In three-dimensional space, for example planets, the space of each planet would be a *polyhedron*. In *higher-dimensional space*, we would have things (what I call) *hyper-polyhedra* (hyper-polygons).

# Mathematic Analysis

Suppose there is *N* data point $X = [x_1, x_2, \cdots, x_N] \in \mathbb{R}^{N \times d}$, and $K < N$ is the number of cluster we want to divide. We need to find centers $m_1, m_2, \cdots, m_k \in \mathbb{R}^{d \times 1}$ and labels of each datapoint.
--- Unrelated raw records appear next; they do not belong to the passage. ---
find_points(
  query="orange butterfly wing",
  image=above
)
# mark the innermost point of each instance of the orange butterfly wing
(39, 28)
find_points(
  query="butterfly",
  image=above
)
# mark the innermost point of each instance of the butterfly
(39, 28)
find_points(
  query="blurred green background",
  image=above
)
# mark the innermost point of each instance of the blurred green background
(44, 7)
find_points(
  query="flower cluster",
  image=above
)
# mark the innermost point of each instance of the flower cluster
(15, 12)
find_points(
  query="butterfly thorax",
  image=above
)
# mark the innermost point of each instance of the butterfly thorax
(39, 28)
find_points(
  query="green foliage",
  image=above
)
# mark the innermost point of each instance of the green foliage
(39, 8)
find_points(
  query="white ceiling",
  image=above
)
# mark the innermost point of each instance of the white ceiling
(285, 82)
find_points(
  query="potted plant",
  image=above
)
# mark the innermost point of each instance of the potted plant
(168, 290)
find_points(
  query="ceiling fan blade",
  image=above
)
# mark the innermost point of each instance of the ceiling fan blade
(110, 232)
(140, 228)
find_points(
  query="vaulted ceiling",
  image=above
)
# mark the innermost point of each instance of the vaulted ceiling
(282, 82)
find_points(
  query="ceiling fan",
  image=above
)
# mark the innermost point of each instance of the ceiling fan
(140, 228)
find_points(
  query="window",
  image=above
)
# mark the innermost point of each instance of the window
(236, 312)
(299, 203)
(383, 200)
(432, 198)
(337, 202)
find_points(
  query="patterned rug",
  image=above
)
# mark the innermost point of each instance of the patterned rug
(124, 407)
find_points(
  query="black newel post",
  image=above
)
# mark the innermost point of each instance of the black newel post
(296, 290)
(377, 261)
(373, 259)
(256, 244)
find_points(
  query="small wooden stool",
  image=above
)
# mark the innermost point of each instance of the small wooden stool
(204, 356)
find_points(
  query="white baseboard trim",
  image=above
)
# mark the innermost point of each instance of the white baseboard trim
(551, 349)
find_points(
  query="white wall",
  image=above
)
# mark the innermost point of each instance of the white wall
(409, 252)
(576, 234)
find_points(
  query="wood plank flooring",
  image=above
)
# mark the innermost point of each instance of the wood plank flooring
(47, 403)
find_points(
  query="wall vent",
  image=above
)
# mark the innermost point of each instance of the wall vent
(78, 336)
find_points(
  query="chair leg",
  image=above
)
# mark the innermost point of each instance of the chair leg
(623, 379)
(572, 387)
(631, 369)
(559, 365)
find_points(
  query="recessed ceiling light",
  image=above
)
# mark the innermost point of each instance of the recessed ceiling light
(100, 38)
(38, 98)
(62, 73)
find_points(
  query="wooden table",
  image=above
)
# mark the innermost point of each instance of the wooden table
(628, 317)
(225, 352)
With each data point $x_i$, set $y_i = [y_{i1}, y_{i2}, \cdots, y_{iK}]$ is the label of that data point, where $x_i$ belong to cluster $k$ then $y_{ik} = 1$ and $y_{ij} = 0, \forall j \neq k$. Beside, label to separated will lie in range $0$ and $1$ then if we have a point, assume $[1, 0, 0, \cdots, 0]$, then cluster represent for it is cluster number 1: $[0, 1, 0, \cdots, 0]$ for 2, and so on. This called **one-hot encoding**.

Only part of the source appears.